More importantly, my children would grow up in a society with more and better paid jobs and will have a fighting chance of being able to afford to buy a house within five or ten miles of where they grew up. Increasing my personal subjective 'liberty' to be able to retire a few years earlier is naught compared to all the extra years it will take for my children to pay off their mortgages etc.
And, in a very real sense, if we stick with the current nonsense, it will restrict my personal freedom when my children are in their 20s and 30s and they are constantly tugging our sleeves and trying to persuade the Bank of Mum & Dad to remortgage to provide them with a deposit so that they can "get on the property ladder". Maybe we'll give in and plunge not just them but ourselves into debt fro the rest of our lives; maybe we'll hold firm and have them resent us for ever more/move abroad in protest. I don't really think that either of those options increases our 'freedom' as parents.
Was it all worth it?
7 hours ago
7 comments:
Nicely argued.
Rose gardens and nature reserves? Wouldn't councils just give them free LVT on the basis that they're a facility and as a result, they raise land prices nearby?

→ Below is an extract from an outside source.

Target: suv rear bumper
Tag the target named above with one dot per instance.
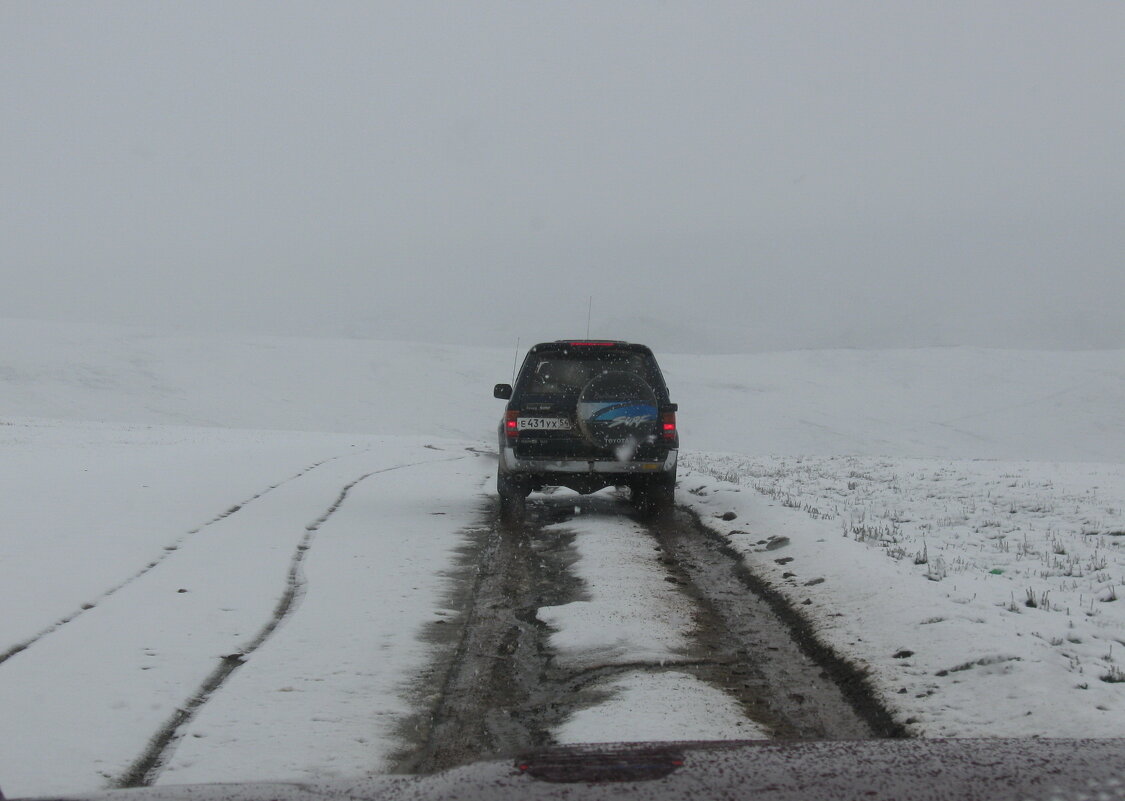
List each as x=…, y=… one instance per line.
x=609, y=466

We already do this in various ways. Councils support theatre because it bring visitors to town who are going to eat and drink. Possibly by too much, but there's a logic to it. And with that they're doing the same thing as when a shopping mall gives Apple stores a peppercorn rent. I'm sure that in an LVT world, a private business like the model village at Bourton-on-the Water would get a deal because they bring visitors into the teashops rather than the other way around.
http://bleedingheartlibertarians.com/2015/05/three-problems-for-libertarian-supporters-of-a-basic-income/#disqus_thread
KLN in the comments:
"but, from here on, we first must embrace the proposition that now matter how unjust another's acquisition of property may have been, the use of force to acquire and / or redistribute it is absolutely unacceptable.
As Ryan Long noted in his comment to David Friedman's linked article, peaceful and voluntary trade is the best means of ensuring a more equitable distribution of property."
http://heteconomist.com/taxes-demand-and-the-importance-or-otherwise-of-incentive-effects/
The importance of LVT from an MMT perspective.
L, thanks.
TS, exactly!
R, the first link is the usual Faux Libertarian "two wrongs make a right" gibberish.
R, second link doesn't mention LVT.
MW, it is about taxes such as LVT more generally vs income taxes.
"One distinction relevant to the incentives issue is between endogenous and exogenous taxes. "
Which is the important bit from the 2nd article.